Getting Gonzalez from Boston wouldn’t be easy: the Red Sox had just signed the left-handed slugger to a seven-year, $154 million contract extension before the previous season. But Gonzalez’s tenure with the Sox had started on an awkward note. Though he had hit twenty-seven home runs in his first season with Boston and collected an MLB-leading 213 hits on his way to a .410 on-base percentage, Gonzalez drew the ire of Red Sox Nation when, after the team suffered a spectacular collapse in the season’s final month and failed to make the playoffs, he shrugged and told the media that a championship just wasn’t God’s plan. The following year when he struggled to start the season, the boos rained down on him at Fenway. It stung.

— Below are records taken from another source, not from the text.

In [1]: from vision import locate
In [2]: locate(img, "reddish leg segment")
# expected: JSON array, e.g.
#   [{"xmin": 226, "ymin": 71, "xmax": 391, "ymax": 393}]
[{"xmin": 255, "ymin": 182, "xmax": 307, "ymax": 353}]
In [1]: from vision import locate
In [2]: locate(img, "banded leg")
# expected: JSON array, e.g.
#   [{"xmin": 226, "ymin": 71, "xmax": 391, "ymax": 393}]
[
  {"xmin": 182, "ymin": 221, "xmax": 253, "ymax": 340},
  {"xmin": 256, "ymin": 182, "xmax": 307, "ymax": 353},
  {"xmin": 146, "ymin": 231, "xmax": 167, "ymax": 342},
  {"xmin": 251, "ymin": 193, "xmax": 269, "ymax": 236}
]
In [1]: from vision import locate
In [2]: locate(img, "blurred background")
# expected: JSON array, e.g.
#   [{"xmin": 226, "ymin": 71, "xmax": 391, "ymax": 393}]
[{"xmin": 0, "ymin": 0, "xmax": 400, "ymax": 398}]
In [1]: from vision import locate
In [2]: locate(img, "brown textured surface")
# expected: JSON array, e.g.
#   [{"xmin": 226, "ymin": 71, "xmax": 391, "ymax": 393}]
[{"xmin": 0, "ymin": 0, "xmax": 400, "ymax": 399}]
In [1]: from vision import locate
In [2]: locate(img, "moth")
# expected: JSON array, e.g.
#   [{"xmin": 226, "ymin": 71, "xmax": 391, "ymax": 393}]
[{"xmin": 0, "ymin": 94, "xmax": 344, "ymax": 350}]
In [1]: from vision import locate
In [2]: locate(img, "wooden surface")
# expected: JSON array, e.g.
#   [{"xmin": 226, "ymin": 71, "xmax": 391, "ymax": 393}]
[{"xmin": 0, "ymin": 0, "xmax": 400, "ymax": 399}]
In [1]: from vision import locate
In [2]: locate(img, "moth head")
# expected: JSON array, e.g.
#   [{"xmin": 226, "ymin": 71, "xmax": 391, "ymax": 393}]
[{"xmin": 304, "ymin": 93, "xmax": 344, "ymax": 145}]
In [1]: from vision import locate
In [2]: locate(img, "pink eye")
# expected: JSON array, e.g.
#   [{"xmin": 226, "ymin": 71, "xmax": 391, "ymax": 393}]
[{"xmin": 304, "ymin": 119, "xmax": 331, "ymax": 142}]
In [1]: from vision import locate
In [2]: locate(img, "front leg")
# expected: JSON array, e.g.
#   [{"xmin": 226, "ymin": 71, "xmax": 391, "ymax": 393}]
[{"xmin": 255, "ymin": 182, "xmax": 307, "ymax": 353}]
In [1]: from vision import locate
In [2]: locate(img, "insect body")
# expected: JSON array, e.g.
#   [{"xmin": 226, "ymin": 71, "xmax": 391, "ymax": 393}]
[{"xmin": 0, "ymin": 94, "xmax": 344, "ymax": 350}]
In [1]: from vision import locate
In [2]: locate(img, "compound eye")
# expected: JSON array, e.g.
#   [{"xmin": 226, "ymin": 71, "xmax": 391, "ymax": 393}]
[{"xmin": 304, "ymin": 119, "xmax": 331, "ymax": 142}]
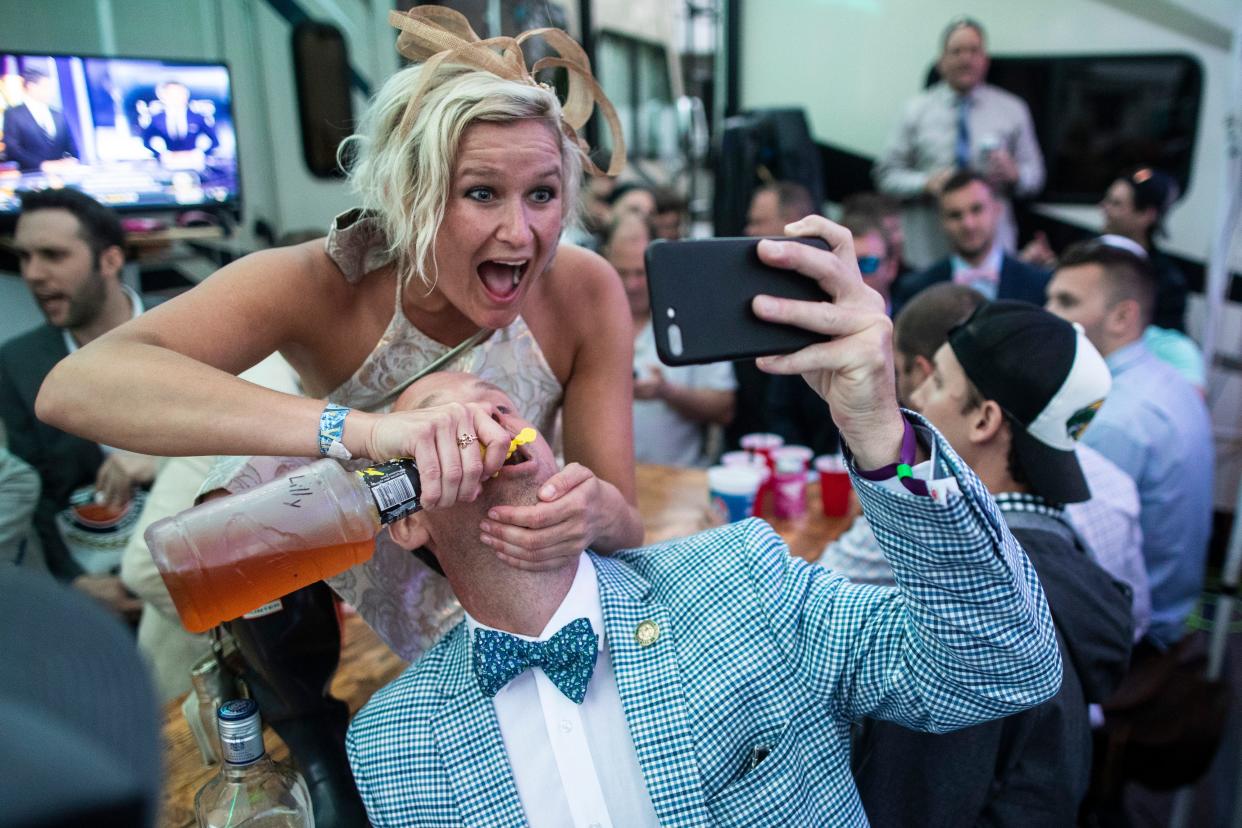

  Gonzalez had played most of his career in San Diego, a sleepy city whose fan base gives its players minimal grief when they sputter. He never got used to playing under a microscope. When Boston scuffled in the final months of his first season with the team, Gonzalez blamed the club’s schedule. Because the Red Sox were one of the league’s best teams, many of their Sunday day games were moved to the evening so they could be shown nationally. Late Sunday start times meant more overnight flights on getaway days—something Gonzalez rarely had to deal with as a Padre. But they also meant that he was playing on a winning team—and he was mad about that? Gonzalez had moved from one of the most relaxed cities in America to the one wound tightest. “You go to the grocery store and you’re getting hitting advice,” said teammate Nick Punto, of Boston. “You go to the barbershop and you’re getting hitting advice.” That kind of pressure bothered Gonzalez. “They didn’t like that I was a calm person,” he said later to the Los Angeles Times, of the Boston media. “I won’t throw my helmet. I won’t scream, I won’t use bad words if I strike out. That’s what they want over there.”